Service from Scotia-Grendal to the US was quite good, with no problems, and the package arriving in about two and a half weeks.  With any luck, I'll be sharing photos of some more vehicles in about three weeks.

Friday, May 3, 2019

Some Heroics & Ros for the Cold War

I seem to have lost my building and painting mojo over the last month, but I've been doing a ton of research and ordering figs for my 6mm Cold War project.  Th latest order to be received was from Heroics & Ros, and I thought I'd share some photos of the items, since there are not a lot on the H&R site.  So here we go...

H&R West German Spz12-3 APC and Spz 11-2 Recce Vehicle.  
Decent models of each for my 1960s-1970s Germans.

H&R Soviet ASU-57  Airmobile assault gun.  
Looks better in person, the photo doesn't do it justice

H&R Soviet SA-4 Ganeff  Surface to air missile.  
The missiles need a little cleaning up, but again, not a bad model.

H&R Soviet Flat Face Radar.  
The truck is very basic, the face of the radar dishes are nicely detailed, the backs are just smooth.

H&R M24 Soviet VDV Paratroops pack.  These are the newer infantry castings, as are all of those pictured in this post.  Each pack of the basic infantry included 10 strips with 5 different poses.

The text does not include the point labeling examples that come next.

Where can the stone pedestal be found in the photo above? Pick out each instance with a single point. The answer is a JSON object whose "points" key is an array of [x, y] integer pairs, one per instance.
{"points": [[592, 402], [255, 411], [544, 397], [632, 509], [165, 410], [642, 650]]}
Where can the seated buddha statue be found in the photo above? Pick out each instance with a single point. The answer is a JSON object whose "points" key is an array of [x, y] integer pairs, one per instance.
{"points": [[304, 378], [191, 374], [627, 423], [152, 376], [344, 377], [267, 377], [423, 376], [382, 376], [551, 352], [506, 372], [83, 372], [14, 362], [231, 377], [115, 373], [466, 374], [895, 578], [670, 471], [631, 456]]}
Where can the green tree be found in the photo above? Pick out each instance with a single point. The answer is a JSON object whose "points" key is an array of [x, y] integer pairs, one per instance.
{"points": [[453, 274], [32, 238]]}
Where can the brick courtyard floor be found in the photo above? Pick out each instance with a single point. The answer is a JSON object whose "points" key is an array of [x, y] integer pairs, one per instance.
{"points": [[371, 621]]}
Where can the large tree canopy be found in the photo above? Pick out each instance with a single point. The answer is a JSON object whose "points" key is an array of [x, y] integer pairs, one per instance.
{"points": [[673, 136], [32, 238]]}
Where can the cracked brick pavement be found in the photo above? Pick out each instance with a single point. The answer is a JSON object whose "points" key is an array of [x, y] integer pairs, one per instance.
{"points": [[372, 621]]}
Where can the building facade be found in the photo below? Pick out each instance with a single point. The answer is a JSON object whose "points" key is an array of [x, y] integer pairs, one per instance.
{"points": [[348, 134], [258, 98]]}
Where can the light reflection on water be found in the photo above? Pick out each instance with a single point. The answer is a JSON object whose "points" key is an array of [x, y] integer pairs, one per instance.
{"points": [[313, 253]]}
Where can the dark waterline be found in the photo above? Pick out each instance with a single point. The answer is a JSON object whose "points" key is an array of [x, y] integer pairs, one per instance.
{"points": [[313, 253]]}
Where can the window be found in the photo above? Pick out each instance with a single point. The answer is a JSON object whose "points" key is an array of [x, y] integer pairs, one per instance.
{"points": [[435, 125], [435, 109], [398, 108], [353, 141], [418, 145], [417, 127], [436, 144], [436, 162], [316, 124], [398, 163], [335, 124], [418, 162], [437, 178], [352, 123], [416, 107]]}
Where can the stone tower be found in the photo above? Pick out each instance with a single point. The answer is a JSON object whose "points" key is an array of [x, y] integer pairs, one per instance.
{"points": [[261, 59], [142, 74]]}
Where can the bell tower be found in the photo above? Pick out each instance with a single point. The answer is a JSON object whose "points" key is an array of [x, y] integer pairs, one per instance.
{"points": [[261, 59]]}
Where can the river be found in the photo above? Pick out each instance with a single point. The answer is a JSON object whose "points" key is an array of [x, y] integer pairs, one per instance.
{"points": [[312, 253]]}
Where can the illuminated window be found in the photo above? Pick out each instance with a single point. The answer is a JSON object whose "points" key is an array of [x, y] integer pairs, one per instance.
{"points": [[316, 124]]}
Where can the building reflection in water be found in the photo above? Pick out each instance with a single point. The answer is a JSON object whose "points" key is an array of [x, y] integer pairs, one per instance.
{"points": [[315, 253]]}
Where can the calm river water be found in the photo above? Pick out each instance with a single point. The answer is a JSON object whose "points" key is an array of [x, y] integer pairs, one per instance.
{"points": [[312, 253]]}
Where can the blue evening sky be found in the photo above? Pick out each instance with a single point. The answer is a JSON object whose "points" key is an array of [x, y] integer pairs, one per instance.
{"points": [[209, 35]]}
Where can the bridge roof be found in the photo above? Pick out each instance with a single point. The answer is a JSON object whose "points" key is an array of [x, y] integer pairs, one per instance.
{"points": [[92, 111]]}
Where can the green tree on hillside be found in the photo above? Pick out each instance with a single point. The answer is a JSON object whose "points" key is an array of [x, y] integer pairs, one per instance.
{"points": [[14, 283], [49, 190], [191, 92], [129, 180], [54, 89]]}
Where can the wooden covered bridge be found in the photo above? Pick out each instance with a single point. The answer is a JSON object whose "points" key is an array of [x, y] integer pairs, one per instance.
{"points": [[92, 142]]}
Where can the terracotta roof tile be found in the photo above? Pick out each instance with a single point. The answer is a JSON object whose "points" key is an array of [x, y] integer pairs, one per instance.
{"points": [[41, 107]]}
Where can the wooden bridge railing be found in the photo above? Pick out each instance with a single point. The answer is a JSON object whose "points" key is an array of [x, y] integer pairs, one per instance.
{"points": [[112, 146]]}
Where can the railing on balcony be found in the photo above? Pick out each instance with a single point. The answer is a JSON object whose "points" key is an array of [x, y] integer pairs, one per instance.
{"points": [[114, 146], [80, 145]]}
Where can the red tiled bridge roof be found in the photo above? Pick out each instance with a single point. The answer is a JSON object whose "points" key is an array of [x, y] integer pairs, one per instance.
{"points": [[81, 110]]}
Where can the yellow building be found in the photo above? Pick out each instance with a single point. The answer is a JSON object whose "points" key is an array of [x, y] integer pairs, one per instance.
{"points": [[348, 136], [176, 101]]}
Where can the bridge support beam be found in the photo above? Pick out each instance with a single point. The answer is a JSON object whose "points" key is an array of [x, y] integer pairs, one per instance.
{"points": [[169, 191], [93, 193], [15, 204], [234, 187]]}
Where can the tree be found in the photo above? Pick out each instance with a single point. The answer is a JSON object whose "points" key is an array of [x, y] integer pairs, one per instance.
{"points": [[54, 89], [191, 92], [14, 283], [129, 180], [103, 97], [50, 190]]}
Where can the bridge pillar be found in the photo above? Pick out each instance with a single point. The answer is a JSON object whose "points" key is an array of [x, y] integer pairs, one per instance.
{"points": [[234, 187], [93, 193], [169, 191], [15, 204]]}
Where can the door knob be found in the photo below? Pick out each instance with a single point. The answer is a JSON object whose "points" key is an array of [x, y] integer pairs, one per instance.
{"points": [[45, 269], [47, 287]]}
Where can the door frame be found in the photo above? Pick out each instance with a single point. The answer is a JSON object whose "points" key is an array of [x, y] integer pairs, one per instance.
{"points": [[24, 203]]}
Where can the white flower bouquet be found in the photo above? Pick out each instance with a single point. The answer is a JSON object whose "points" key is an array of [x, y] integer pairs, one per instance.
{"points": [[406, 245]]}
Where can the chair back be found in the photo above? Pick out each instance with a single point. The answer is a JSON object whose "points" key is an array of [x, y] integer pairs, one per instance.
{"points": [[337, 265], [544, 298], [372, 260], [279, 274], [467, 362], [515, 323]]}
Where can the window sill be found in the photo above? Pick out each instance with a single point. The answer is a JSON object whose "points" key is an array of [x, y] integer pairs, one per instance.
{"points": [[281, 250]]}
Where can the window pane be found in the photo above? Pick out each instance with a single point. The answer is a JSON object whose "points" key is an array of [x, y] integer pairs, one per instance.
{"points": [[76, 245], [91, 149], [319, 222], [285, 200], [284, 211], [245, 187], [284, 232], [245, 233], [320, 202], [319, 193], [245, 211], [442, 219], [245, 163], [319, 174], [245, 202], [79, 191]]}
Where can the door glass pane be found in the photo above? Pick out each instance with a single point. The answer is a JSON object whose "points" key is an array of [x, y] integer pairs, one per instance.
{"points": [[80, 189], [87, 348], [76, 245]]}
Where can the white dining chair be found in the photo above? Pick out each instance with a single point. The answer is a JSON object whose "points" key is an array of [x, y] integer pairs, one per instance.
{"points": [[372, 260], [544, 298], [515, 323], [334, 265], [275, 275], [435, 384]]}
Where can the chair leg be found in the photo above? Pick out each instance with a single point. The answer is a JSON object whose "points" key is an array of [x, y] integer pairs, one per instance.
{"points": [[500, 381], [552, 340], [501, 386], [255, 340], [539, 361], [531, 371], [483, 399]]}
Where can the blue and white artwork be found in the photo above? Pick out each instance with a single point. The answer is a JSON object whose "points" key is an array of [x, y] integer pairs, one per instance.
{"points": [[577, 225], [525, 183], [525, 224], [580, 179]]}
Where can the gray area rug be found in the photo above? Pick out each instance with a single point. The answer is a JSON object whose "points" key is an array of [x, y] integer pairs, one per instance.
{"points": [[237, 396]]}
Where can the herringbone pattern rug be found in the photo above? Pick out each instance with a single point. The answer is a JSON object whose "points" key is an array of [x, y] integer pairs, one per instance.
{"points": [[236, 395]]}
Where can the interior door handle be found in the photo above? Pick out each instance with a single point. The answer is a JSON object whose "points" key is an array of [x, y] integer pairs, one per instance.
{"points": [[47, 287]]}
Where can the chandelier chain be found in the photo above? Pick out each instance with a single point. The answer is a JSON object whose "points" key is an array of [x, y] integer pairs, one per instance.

H&R M24 Soviet VDV close-up.

H&R M25 Soviet VDV Support.  
Again, the newer castings, all very nice, and with great variety of poses, weapons, and equipment.

M25 Soviet VDV Support. Close-up.

H&R M28 Soviet Infantry, again the pack includes 10 strips of 5 poses.

H&R M28 Soviet Infantry close-up

H&R M25 Soviet Infantry Support

H&R M25 Soviet Infantry Support close-up.

H&R M40 French 1980s Infantry

H&R M40 French Infantry close-up

H&R M41 French Infantry Support.

H&R M41 French Infantry Support close-up.

You can order the individual strips of figures, as well, as, the packs of 50.  The newer sculpts are a touch larger and a little more crisp than the old castings.  On the Soviets, the VDV have berets, rather than helmets.  I also ordered a bunch of individual strips of infantry. 

I placed my order about two days after H&R started taking orders again, after their move, and despite their being swamped, they still got the order to me in just about four weeks.  I've already got my next order planned.